Quick Links

Re: Clock sweep not caching enough B-Tree leaf pages?

From:	Greg Stark <stark(at)mit(dot)edu>
To:	Peter Geoghegan <pg(at)heroku(dot)com>
Cc:	Ants Aasma <ants(at)cybertec(dot)at>, Pg Hackers <pgsql-hackers(at)postgresql(dot)org>
Subject:	Re: Clock sweep not caching enough B-Tree leaf pages?
Date:	2014-04-17 15:10:38
Message-ID:	CAM-w4HMO_Y2NFBMP+PK_Ttm9RwOAD1Brrq9vfxPzb3qkyqLTRQ@mail.gmail.com
Views:	Whole Thread \| Raw Message \| Download mbox \| Resend email
Thread:
Lists:	pgsql-hackers

On Tue, Apr 15, 2014 at 7:30 PM, Peter Geoghegan <pg(at)heroku(dot)com> wrote:
> Frankly, there doesn't need to be any research on this, because it's
> just common sense that probabilistically, leaf pages are much more
> useful than heap pages in servicing index scan queries if we assume a
> uniform distribution. If we don't assume that, then they're still more
> useful on average.

I don't think "common sense" is compelling. I think you need to pin
down exactly what it is about btree intermediate pages that the LRU
isn't capturing and not just argue they're more useful. The LRU is
already capturing which pages are more heavily used than others so you
need to identify what it is that makes index pages *even more* useful
than their frequency and recency of access indicates. Not just that
they're more useful than an average page.
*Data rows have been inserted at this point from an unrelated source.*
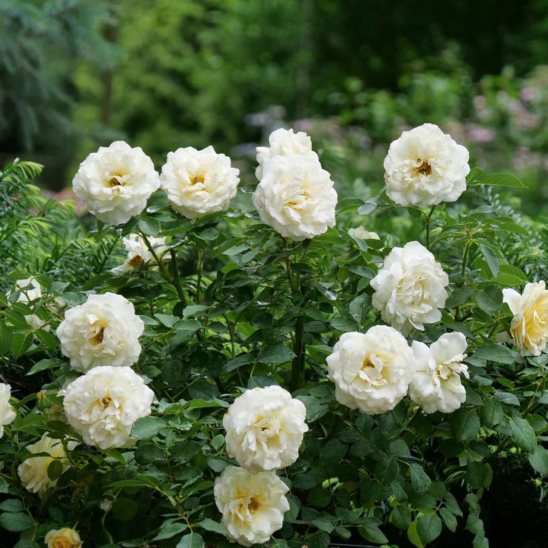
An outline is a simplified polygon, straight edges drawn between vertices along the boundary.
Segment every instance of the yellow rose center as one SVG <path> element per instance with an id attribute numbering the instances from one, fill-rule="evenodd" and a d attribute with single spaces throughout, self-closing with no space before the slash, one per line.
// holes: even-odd
<path id="1" fill-rule="evenodd" d="M 106 182 L 106 186 L 110 188 L 113 186 L 123 186 L 124 183 L 121 182 L 118 178 L 122 176 L 122 173 L 112 173 L 110 176 L 110 179 Z"/>
<path id="2" fill-rule="evenodd" d="M 366 356 L 363 358 L 363 363 L 362 365 L 362 369 L 364 369 L 368 367 L 374 367 L 375 366 L 369 361 L 369 356 Z"/>
<path id="3" fill-rule="evenodd" d="M 135 267 L 142 262 L 142 257 L 140 255 L 136 255 L 129 259 L 129 266 Z"/>
<path id="4" fill-rule="evenodd" d="M 251 500 L 249 501 L 249 504 L 247 505 L 247 507 L 250 512 L 254 512 L 255 510 L 259 509 L 260 505 L 261 504 L 257 500 L 256 497 L 252 496 Z"/>
<path id="5" fill-rule="evenodd" d="M 93 345 L 100 344 L 102 342 L 103 332 L 105 330 L 104 327 L 101 327 L 96 335 L 94 335 L 89 339 L 89 342 Z"/>
<path id="6" fill-rule="evenodd" d="M 196 185 L 198 182 L 203 182 L 206 179 L 203 175 L 195 175 L 190 178 L 190 184 Z"/>
<path id="7" fill-rule="evenodd" d="M 421 160 L 420 158 L 416 159 L 417 163 L 421 162 L 420 165 L 418 168 L 415 168 L 416 171 L 420 175 L 427 175 L 432 173 L 432 167 L 428 163 L 428 160 Z"/>

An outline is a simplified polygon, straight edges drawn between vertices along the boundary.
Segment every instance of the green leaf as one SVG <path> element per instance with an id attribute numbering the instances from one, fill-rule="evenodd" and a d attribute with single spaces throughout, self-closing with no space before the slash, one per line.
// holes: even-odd
<path id="1" fill-rule="evenodd" d="M 466 184 L 470 185 L 477 181 L 483 175 L 483 170 L 480 168 L 472 168 L 466 175 Z"/>
<path id="2" fill-rule="evenodd" d="M 361 529 L 363 528 L 363 530 L 361 530 L 360 532 L 364 533 L 363 536 L 368 540 L 377 544 L 384 544 L 388 542 L 388 539 L 379 528 L 377 524 L 379 523 L 379 521 L 374 518 L 366 518 L 360 528 Z"/>
<path id="3" fill-rule="evenodd" d="M 111 509 L 114 518 L 118 521 L 131 521 L 137 513 L 137 505 L 131 499 L 118 497 Z"/>
<path id="4" fill-rule="evenodd" d="M 409 542 L 416 548 L 424 548 L 424 545 L 420 541 L 420 538 L 416 530 L 417 521 L 414 520 L 411 522 L 411 524 L 407 529 L 407 538 L 409 539 Z"/>
<path id="5" fill-rule="evenodd" d="M 34 524 L 34 520 L 22 512 L 7 512 L 0 515 L 0 526 L 13 533 L 24 531 Z"/>
<path id="6" fill-rule="evenodd" d="M 527 453 L 533 453 L 536 448 L 536 435 L 529 421 L 519 417 L 510 419 L 512 439 L 516 444 Z"/>
<path id="7" fill-rule="evenodd" d="M 479 489 L 487 477 L 487 467 L 482 463 L 472 461 L 466 467 L 466 481 L 473 489 Z"/>
<path id="8" fill-rule="evenodd" d="M 529 455 L 529 462 L 541 476 L 548 476 L 548 449 L 538 445 Z"/>
<path id="9" fill-rule="evenodd" d="M 432 480 L 424 471 L 420 464 L 413 463 L 409 465 L 409 473 L 411 475 L 411 486 L 413 490 L 419 495 L 424 495 L 430 487 Z M 404 528 L 407 529 L 407 527 Z"/>
<path id="10" fill-rule="evenodd" d="M 179 541 L 175 548 L 204 548 L 204 541 L 201 535 L 193 531 L 189 533 Z"/>
<path id="11" fill-rule="evenodd" d="M 405 530 L 411 524 L 411 510 L 407 506 L 398 505 L 392 511 L 390 521 L 398 529 Z"/>
<path id="12" fill-rule="evenodd" d="M 494 342 L 482 346 L 474 353 L 475 358 L 483 358 L 497 363 L 515 363 L 520 359 L 519 355 L 499 342 Z"/>
<path id="13" fill-rule="evenodd" d="M 22 509 L 23 503 L 19 499 L 8 499 L 0 504 L 0 510 L 4 512 L 20 512 Z"/>
<path id="14" fill-rule="evenodd" d="M 139 221 L 139 229 L 149 236 L 156 236 L 160 231 L 160 224 L 155 219 L 144 219 Z"/>
<path id="15" fill-rule="evenodd" d="M 204 310 L 207 310 L 208 308 L 209 308 L 209 306 L 206 306 L 204 305 L 193 305 L 191 306 L 187 306 L 182 311 L 182 317 L 183 318 L 188 318 L 189 316 L 195 316 Z"/>
<path id="16" fill-rule="evenodd" d="M 504 418 L 503 406 L 496 402 L 488 399 L 480 408 L 480 418 L 486 426 L 492 428 Z"/>
<path id="17" fill-rule="evenodd" d="M 490 173 L 483 175 L 478 181 L 480 185 L 492 185 L 496 186 L 510 186 L 514 189 L 527 189 L 516 177 L 510 173 Z"/>
<path id="18" fill-rule="evenodd" d="M 53 367 L 59 367 L 63 362 L 60 359 L 52 358 L 51 359 L 41 359 L 37 362 L 31 368 L 27 375 L 34 375 L 45 369 L 50 369 Z"/>
<path id="19" fill-rule="evenodd" d="M 425 514 L 419 518 L 417 532 L 423 544 L 432 542 L 442 532 L 442 521 L 437 514 Z"/>
<path id="20" fill-rule="evenodd" d="M 133 423 L 131 435 L 138 439 L 150 439 L 165 427 L 165 423 L 159 416 L 142 416 Z"/>
<path id="21" fill-rule="evenodd" d="M 375 196 L 374 198 L 369 198 L 366 200 L 363 206 L 358 208 L 358 213 L 359 215 L 369 215 L 372 213 L 380 205 L 380 198 L 379 196 Z"/>
<path id="22" fill-rule="evenodd" d="M 199 527 L 205 529 L 206 531 L 212 531 L 213 533 L 218 533 L 219 534 L 222 535 L 224 536 L 226 535 L 226 529 L 223 526 L 216 521 L 214 521 L 213 520 L 210 520 L 209 518 L 202 520 L 202 521 L 196 524 Z"/>
<path id="23" fill-rule="evenodd" d="M 468 298 L 474 292 L 468 286 L 455 289 L 446 301 L 446 308 L 452 309 L 460 306 L 468 300 Z"/>
<path id="24" fill-rule="evenodd" d="M 446 527 L 453 533 L 456 530 L 456 518 L 447 508 L 440 508 L 439 513 Z"/>
<path id="25" fill-rule="evenodd" d="M 480 249 L 487 262 L 491 273 L 494 276 L 496 276 L 499 273 L 499 269 L 500 268 L 500 262 L 499 260 L 499 258 L 495 252 L 487 246 L 481 243 L 480 244 Z"/>
<path id="26" fill-rule="evenodd" d="M 261 351 L 257 361 L 261 363 L 285 363 L 290 361 L 295 355 L 287 346 L 278 342 L 270 345 Z"/>
<path id="27" fill-rule="evenodd" d="M 495 392 L 495 399 L 501 403 L 507 403 L 510 406 L 520 405 L 520 400 L 517 399 L 517 396 L 509 392 L 498 390 Z"/>
<path id="28" fill-rule="evenodd" d="M 168 314 L 157 314 L 156 318 L 166 327 L 170 328 L 173 327 L 180 319 L 176 316 L 169 316 Z"/>
<path id="29" fill-rule="evenodd" d="M 388 485 L 394 481 L 399 470 L 398 463 L 395 460 L 383 456 L 375 466 L 375 477 L 382 483 Z"/>
<path id="30" fill-rule="evenodd" d="M 52 481 L 59 479 L 63 473 L 63 465 L 60 460 L 52 460 L 48 466 L 48 476 Z"/>
<path id="31" fill-rule="evenodd" d="M 182 533 L 187 528 L 187 526 L 184 523 L 175 522 L 172 519 L 166 520 L 162 524 L 158 534 L 152 540 L 165 540 L 166 539 L 170 539 L 172 536 Z"/>
<path id="32" fill-rule="evenodd" d="M 451 415 L 451 429 L 458 441 L 467 441 L 480 431 L 480 419 L 476 413 L 461 408 Z"/>
<path id="33" fill-rule="evenodd" d="M 476 300 L 482 310 L 493 312 L 503 306 L 503 292 L 500 287 L 490 286 L 476 294 Z"/>
<path id="34" fill-rule="evenodd" d="M 31 333 L 15 333 L 12 340 L 12 353 L 16 358 L 22 356 L 32 344 Z"/>
<path id="35" fill-rule="evenodd" d="M 5 354 L 12 347 L 12 332 L 3 322 L 0 322 L 0 355 Z"/>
So what I think is missing is that indexes are always accessed from
the root down to the leaf. So the most recent page accessed will
always be the leaf. And in whatever chain of pages was used to reach
the last leaf page the least recently accessed will always be the
root. But we'll need the root page again on the subsequent descent
even if it's to reach the same leaf page we kept in ram in preference
to it.

Now it doesn't *always* make sense to keep an intermediate page over
leaf pages. Imagine an index that we always do full traversals of.
We'll always descend from the root down the left-most pages and then
follow the right pointers across. All the other intermediate pages
will be cold. If we do an occasional descent probing for other keys
those leaf pages shouldn't be cached since they won't be needed again
for the common full index traversals and the next occasional probe
will probably be looking for different keys.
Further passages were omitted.